ソ連側は終戦後、日本軍の将兵を捕虜として、ソ連領内で労働に従事させることはあらかじめ計画していたようである。
ソ連は第二次世界大戦で約2万5千人の兵力を失ったとい。国内には若い男性が不足していたので、日本軍の将兵を当分の間、その補充に使うことを考えていたという。
ただ、前述したように、日本軍将兵60万人をソ連領内に運び入れるについては、何らかの形で日本軍の首脳部との間で話し合いが行われていたに違いない、という思いが、われわれ抑留者には強い。その問題に関する直接の責任者であったといわれる関東軍の瀬島龍三中佐は、最後まで全く口を閉ざしていただけに依然として疑念をもっているが、彼もすでに没し、関係者と思われる人々も鬼籍に入ってしまった今となっては知る由もない。
ソ連は、日本人将兵五千人を一団とした編成を考えていたという。エラブガに収容された将校集団は約1万人であったから、A、B両ラーゲルに5千人ずつ収容されることになった。エラブガに収容された者以外にも、関東軍の将校はいたわけで、それらの人々は下士官、兵の部隊の指揮官としてそれぞれの収容所へ送られたのではないかと思っている。

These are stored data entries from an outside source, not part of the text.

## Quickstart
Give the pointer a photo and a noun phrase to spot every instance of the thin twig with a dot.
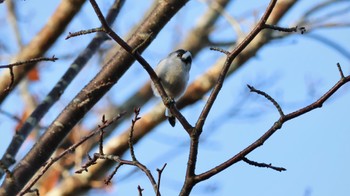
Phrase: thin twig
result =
(276, 126)
(250, 162)
(268, 97)
(340, 71)
(130, 140)
(140, 190)
(84, 32)
(31, 183)
(160, 171)
(34, 60)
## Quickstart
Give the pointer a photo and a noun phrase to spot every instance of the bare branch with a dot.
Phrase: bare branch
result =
(268, 97)
(69, 150)
(256, 164)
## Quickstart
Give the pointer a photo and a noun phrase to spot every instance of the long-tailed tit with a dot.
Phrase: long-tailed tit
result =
(173, 72)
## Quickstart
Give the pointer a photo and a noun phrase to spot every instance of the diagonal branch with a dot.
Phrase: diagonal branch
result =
(277, 125)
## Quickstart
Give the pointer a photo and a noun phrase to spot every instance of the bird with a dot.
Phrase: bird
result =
(173, 72)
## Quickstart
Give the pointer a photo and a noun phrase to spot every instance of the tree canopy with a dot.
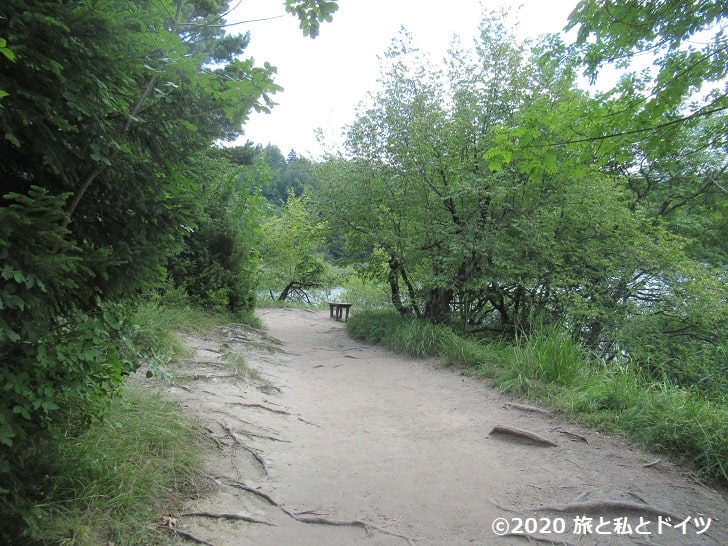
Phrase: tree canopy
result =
(107, 109)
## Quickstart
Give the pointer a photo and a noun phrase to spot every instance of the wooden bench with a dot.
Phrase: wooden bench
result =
(338, 308)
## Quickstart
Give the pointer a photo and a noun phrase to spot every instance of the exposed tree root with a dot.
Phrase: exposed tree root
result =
(188, 536)
(571, 435)
(583, 495)
(315, 519)
(261, 406)
(523, 434)
(524, 407)
(535, 538)
(605, 505)
(239, 517)
(250, 450)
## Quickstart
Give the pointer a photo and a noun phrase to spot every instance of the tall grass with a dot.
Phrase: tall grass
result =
(550, 367)
(111, 483)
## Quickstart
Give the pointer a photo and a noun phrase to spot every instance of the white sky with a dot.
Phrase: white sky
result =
(326, 78)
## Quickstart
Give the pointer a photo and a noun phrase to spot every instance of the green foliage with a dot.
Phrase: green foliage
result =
(311, 13)
(456, 189)
(290, 244)
(110, 483)
(105, 108)
(550, 367)
(218, 264)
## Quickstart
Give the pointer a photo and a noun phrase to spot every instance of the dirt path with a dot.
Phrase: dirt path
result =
(343, 443)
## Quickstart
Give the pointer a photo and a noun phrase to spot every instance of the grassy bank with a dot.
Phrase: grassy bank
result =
(549, 368)
(110, 482)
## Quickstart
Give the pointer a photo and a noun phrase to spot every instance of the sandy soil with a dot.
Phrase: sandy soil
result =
(344, 443)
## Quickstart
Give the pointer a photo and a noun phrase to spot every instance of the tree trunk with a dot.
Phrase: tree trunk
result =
(393, 277)
(437, 308)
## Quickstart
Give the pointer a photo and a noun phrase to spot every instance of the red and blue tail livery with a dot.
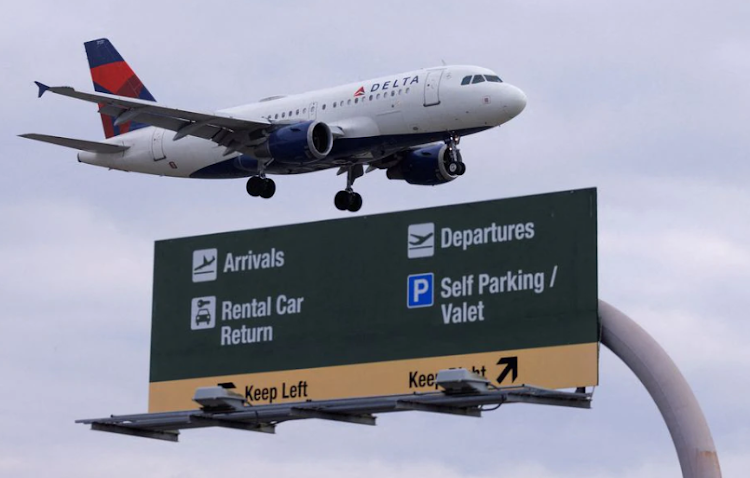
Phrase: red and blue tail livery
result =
(112, 75)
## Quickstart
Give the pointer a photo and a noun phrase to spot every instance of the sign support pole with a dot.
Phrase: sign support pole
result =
(668, 388)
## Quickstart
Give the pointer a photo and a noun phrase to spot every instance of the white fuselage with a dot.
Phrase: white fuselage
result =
(370, 119)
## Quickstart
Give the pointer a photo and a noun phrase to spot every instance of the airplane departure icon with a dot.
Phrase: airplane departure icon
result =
(418, 240)
(206, 262)
(421, 240)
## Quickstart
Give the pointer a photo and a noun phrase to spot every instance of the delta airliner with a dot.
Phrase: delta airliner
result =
(408, 124)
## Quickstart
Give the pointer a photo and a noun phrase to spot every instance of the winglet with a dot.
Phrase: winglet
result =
(42, 88)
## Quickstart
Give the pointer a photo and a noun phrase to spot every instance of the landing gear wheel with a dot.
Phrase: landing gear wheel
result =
(348, 201)
(254, 186)
(269, 188)
(263, 187)
(341, 200)
(355, 203)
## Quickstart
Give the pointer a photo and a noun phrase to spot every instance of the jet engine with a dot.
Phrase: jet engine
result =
(426, 166)
(298, 143)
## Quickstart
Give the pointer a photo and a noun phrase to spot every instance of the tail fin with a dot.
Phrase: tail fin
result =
(112, 75)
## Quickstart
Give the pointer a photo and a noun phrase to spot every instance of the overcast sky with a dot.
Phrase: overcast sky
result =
(647, 101)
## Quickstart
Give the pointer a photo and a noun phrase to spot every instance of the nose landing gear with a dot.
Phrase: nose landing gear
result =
(455, 164)
(348, 200)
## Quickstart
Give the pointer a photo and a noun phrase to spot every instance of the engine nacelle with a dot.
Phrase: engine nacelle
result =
(298, 143)
(425, 166)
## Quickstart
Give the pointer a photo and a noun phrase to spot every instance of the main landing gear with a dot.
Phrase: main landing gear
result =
(348, 200)
(260, 185)
(455, 166)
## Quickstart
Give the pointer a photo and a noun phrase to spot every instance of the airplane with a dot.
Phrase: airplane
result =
(408, 125)
(206, 262)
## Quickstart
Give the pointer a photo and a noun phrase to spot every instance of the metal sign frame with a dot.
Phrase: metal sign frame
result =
(265, 418)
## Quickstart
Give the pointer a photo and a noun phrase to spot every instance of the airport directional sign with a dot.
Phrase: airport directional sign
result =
(377, 305)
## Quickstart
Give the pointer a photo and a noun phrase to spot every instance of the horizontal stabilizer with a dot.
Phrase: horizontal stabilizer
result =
(90, 146)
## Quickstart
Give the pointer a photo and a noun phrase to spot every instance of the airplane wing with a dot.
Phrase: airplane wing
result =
(80, 144)
(225, 130)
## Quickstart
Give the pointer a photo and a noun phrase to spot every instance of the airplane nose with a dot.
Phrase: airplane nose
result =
(514, 101)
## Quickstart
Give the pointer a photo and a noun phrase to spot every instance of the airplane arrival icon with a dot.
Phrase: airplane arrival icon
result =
(204, 265)
(206, 262)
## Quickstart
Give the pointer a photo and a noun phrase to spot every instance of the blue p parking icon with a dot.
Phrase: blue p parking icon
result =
(420, 290)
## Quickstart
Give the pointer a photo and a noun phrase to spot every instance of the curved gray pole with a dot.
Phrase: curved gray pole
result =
(666, 385)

Aラーゲル5千人の中には、若干名であったが下士官兵もいたし、将校は全部が佐官級、尉官級であったが、ただ一人、杉野少将が将官級でいた。彼は、日露戦争の旅順港閉塞作戦の時、広瀬中佐が船内を3度探したという杉野兵曹長の子供であると聞いていた。広瀬中佐はその捜査で遅れたために敵弾を頭に受けて戦死したと言われている。戦前の小学校で唄われた唱歌で有名であった。
ちなみに、広瀬中佐はロシア大使館の武官としてモスコウに勤務していた際、偉丈夫としてロシアの女性達に大変評判の人で、貴族の令嬢で深く慕っていた人もあったという。そのロシアとの戦いで、砲弾に当たって亡くなるというのも、何かの悲しい巡りの合わせではないか。

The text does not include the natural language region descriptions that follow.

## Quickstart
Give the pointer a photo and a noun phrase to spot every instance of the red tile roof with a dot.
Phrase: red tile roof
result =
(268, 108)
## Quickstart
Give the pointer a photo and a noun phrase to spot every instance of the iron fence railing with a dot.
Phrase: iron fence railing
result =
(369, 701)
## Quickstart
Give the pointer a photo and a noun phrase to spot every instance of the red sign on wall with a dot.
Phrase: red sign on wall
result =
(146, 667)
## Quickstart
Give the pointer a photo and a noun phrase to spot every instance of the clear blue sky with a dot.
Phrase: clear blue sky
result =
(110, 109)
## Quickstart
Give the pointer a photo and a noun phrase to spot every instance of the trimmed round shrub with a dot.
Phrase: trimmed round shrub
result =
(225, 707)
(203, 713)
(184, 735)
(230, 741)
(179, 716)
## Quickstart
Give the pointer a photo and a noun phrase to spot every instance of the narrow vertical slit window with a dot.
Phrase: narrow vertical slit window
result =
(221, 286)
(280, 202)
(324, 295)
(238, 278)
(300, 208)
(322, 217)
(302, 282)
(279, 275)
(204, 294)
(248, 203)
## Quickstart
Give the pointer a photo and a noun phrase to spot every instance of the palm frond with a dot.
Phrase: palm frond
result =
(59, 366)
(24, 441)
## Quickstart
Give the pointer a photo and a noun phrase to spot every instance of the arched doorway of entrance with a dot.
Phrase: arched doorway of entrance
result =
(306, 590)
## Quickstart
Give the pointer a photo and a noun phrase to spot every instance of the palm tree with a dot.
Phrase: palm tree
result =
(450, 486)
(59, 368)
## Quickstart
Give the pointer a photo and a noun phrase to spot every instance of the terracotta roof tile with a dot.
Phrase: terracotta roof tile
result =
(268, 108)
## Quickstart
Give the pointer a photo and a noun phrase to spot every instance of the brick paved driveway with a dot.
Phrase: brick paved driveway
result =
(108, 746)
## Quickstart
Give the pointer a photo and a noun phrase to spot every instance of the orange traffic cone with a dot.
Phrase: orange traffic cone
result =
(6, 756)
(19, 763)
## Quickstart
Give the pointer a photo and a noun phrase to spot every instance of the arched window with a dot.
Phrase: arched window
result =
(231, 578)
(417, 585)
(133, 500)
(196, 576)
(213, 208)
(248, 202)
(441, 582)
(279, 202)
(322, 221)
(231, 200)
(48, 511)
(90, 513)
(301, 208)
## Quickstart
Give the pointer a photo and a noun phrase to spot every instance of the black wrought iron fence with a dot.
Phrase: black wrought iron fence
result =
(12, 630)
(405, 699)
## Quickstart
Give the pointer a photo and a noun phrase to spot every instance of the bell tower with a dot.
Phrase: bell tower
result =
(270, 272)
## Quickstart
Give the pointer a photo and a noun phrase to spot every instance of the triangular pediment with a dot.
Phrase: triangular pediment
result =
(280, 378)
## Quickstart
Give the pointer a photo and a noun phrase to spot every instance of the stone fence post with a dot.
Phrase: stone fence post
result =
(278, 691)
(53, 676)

それはそれとして、5千人のAラーゲルは約60の中隊に区分され、われわれは「抑留者」であって「捕虜」ではないと主張していたが、収容所では明らかに「ボエノ・プンヌイ」(捕虜)と呼ばれていた。一般の中隊の他に給与、技術、機械(自動車)、病院、浴場(バーニャ)、演芸などの中隊もあった。

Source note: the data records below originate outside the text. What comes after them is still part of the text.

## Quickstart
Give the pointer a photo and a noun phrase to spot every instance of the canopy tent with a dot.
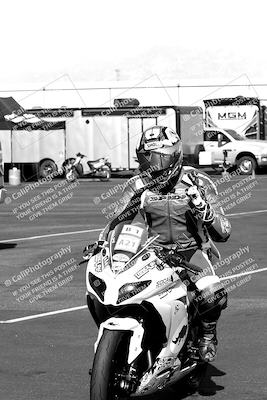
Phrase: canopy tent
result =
(14, 117)
(15, 120)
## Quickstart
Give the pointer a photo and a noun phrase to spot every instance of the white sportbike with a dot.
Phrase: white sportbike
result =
(148, 325)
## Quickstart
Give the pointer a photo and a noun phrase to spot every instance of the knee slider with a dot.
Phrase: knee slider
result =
(211, 302)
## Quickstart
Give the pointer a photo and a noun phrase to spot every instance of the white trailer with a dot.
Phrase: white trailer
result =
(244, 115)
(113, 132)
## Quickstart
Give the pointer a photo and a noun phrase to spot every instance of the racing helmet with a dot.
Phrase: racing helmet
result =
(159, 152)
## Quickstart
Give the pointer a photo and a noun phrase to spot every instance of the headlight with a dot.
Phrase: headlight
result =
(131, 289)
(98, 285)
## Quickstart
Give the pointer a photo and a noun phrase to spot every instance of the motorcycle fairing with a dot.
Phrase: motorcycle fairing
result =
(125, 324)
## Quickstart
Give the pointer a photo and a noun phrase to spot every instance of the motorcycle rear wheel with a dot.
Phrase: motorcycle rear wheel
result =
(109, 362)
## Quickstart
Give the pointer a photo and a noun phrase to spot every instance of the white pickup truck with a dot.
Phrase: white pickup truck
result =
(247, 155)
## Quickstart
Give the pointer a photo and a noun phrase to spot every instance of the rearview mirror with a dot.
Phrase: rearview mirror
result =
(221, 142)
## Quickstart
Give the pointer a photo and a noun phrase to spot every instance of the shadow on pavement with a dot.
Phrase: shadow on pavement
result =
(181, 391)
(4, 246)
(208, 387)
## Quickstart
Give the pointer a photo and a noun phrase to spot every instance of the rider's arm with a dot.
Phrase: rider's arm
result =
(211, 213)
(129, 207)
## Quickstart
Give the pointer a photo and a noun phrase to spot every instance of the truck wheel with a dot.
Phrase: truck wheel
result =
(47, 167)
(246, 165)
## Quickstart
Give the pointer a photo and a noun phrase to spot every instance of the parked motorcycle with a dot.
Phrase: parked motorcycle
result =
(99, 168)
(148, 327)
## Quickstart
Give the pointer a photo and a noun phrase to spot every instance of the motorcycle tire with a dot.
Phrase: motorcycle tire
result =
(107, 174)
(193, 381)
(110, 359)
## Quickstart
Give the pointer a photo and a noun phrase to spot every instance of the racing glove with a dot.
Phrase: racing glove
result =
(201, 208)
(93, 248)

Aラーゲルには、これらの中隊を統括する日本側の責任者として主席が置かれ、その下にいわゆる連隊本部があって、ラーゲルの事務を扱っていた。
人員の掌握などを担当する庶務主任、給与を担当する給与主任の他、被服主任、技術主任などのポストが置かれていたが、このエラブガの将校収容所はモスコウ直轄といわれていた。このA、B両ラーゲルを監督する管理局長は近衛中佐が任命され、その局長の下に給与その他の部署の担当者が置かれていた。